How does Dart deal with those situations ? (I watched the video and read the intro to the language in the web site but... obviously that is quite insufficient to have a reasonable grasp on the language.)

Seems to me there's got to be a way to coerce a non nil-able variable into being nil and once that is done then it has all the problems associated with nil variables (particularly if the compiler believes its value cannot be nil.)

I must be missing something...

[AlexK]

If some variable is pointing to some block of memory somewhere, what value is assigned to that variable when the memory block is freed ? or the fact that it is non nil-able means the block of memory can never be freed (except by the O/S when the app ends) ?  Additionally, before the address of a dynamically allocated block of memory was assigned to it, what value did it have if it couldn't be nil ?

How does Dart deal with those situations ? (I watched the video and read the intro to the language in the web site but... obviously that is quite insufficient to have a reasonable grasp on the language.)

Dart has GC, no memory management.
"Sound Null Safety" is separate from memory management.
When a non-nullable variable is declared without initialization it must be annotated with "late" modifier and internally it is inited to null(hidden), and at each usage of that var in function body compiler inserts a run-time null-check that raises exception if var is null.

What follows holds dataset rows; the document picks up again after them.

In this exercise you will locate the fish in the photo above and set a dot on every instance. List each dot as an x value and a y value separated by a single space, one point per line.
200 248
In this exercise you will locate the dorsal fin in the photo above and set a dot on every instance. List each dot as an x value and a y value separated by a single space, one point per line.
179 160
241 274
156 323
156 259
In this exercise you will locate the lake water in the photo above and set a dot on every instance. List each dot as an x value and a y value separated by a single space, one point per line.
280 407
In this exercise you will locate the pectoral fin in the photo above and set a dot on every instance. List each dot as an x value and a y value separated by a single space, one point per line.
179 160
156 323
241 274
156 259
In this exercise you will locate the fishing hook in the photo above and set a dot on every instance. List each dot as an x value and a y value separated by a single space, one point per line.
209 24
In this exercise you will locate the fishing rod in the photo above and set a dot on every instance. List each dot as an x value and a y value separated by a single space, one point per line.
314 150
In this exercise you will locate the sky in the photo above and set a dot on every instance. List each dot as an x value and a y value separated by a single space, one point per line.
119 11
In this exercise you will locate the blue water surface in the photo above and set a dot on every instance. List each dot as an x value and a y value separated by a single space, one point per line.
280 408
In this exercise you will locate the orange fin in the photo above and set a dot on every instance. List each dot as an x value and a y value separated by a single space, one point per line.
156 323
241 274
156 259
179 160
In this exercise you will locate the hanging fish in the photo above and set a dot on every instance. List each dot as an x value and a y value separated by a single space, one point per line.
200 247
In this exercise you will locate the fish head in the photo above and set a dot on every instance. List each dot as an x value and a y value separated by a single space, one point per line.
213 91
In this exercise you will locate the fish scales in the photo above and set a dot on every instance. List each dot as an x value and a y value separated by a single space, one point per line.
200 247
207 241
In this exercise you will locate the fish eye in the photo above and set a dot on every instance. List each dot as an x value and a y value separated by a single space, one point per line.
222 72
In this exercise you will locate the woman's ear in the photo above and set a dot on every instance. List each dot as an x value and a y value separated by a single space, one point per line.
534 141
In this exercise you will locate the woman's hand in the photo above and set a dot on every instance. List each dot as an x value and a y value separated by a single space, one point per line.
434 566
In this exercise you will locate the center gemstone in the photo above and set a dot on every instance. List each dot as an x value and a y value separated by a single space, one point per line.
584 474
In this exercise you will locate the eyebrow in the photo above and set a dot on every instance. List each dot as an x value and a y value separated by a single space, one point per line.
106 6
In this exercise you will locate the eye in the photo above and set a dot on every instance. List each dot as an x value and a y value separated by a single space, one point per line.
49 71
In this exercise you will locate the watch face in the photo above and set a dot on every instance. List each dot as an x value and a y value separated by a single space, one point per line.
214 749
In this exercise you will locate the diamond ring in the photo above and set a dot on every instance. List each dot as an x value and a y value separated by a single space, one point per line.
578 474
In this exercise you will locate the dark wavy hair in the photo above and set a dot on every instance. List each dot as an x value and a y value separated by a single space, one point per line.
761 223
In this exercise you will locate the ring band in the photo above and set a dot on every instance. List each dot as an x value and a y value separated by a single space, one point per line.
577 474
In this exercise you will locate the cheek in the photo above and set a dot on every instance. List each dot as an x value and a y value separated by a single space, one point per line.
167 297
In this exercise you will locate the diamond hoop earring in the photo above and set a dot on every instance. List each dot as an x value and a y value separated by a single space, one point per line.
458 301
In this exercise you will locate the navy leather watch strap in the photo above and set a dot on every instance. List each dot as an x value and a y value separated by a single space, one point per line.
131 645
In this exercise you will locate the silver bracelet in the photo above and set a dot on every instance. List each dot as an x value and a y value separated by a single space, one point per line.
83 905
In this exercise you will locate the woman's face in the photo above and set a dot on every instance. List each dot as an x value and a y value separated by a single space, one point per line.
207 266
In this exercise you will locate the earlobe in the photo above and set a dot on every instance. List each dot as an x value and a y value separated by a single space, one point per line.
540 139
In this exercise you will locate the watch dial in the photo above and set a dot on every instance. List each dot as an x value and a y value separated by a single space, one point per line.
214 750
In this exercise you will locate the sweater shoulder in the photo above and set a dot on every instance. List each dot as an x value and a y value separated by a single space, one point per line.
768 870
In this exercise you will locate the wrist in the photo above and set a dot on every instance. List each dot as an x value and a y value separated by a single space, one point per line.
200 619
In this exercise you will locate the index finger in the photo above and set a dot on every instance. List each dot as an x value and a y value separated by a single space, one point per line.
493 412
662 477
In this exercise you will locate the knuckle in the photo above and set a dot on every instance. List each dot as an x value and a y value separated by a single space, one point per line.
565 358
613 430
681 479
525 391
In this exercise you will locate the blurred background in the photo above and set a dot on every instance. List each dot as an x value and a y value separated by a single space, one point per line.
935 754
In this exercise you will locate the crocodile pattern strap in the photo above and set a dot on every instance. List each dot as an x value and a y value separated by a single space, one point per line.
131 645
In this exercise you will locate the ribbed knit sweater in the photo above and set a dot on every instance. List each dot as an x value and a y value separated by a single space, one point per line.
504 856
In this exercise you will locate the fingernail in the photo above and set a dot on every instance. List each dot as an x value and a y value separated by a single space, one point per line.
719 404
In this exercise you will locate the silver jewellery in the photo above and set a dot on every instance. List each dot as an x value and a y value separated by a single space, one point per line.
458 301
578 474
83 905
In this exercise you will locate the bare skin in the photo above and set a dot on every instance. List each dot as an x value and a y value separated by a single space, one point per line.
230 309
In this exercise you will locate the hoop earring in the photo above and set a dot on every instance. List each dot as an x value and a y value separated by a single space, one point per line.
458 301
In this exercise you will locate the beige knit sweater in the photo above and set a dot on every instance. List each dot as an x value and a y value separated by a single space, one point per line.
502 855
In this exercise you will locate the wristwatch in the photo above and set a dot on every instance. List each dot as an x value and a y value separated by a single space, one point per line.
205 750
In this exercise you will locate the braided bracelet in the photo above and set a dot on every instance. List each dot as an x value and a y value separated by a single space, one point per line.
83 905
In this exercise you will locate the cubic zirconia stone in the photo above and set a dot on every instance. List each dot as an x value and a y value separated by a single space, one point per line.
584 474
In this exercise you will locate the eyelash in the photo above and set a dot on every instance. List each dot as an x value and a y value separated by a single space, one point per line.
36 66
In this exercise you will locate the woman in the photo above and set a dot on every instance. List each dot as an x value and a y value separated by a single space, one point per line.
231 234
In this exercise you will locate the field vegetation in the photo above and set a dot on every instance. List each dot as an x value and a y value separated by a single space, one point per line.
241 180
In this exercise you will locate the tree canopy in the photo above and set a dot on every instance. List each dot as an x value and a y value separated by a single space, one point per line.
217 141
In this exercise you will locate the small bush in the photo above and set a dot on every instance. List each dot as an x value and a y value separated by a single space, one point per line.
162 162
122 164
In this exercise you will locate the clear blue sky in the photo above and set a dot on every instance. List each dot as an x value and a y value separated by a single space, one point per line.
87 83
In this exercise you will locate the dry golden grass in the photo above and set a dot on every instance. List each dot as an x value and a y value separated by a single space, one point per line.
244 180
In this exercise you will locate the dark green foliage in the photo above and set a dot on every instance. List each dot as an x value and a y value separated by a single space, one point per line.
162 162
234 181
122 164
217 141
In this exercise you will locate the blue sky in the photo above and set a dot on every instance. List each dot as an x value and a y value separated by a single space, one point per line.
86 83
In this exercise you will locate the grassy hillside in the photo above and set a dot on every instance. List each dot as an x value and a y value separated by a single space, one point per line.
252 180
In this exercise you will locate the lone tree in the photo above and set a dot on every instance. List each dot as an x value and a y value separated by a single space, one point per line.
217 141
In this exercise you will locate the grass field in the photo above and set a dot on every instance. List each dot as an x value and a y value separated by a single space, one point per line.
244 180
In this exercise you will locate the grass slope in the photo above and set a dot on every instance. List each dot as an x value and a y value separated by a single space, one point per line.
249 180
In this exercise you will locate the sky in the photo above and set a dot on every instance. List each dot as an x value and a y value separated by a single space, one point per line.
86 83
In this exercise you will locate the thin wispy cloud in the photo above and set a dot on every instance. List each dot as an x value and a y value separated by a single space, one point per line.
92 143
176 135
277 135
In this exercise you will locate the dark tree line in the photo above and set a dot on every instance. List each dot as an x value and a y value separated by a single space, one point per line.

Modifier "late" means - verify at run-time.
Compiler advises at the point of usage of such "late" variable that it may raise an exception if you forgot to initialize it - "you better wrap it in TRY block".

In FPC a variable may become a dangling reference even though not NIL, it's a possible "use after free" error. As usual in Object Pascal code.
"Sound Null Safety" is not about memory management.

Seems to me there's got to be a way to coerce a non nil-able variable into being nil and once that is done then it has all the problems associated with nil variables (particularly if the compiler believes its value cannot be nil.)

In Dart, no.
FPC has VAR parameters.
Declarations like this with typeless VAR parameter: FreeAndNil(var obj);
There could be special case for "?" without type: FreeAndNil(var obj?); , and compiler must not accept non-NILable argument for such VAR parameter.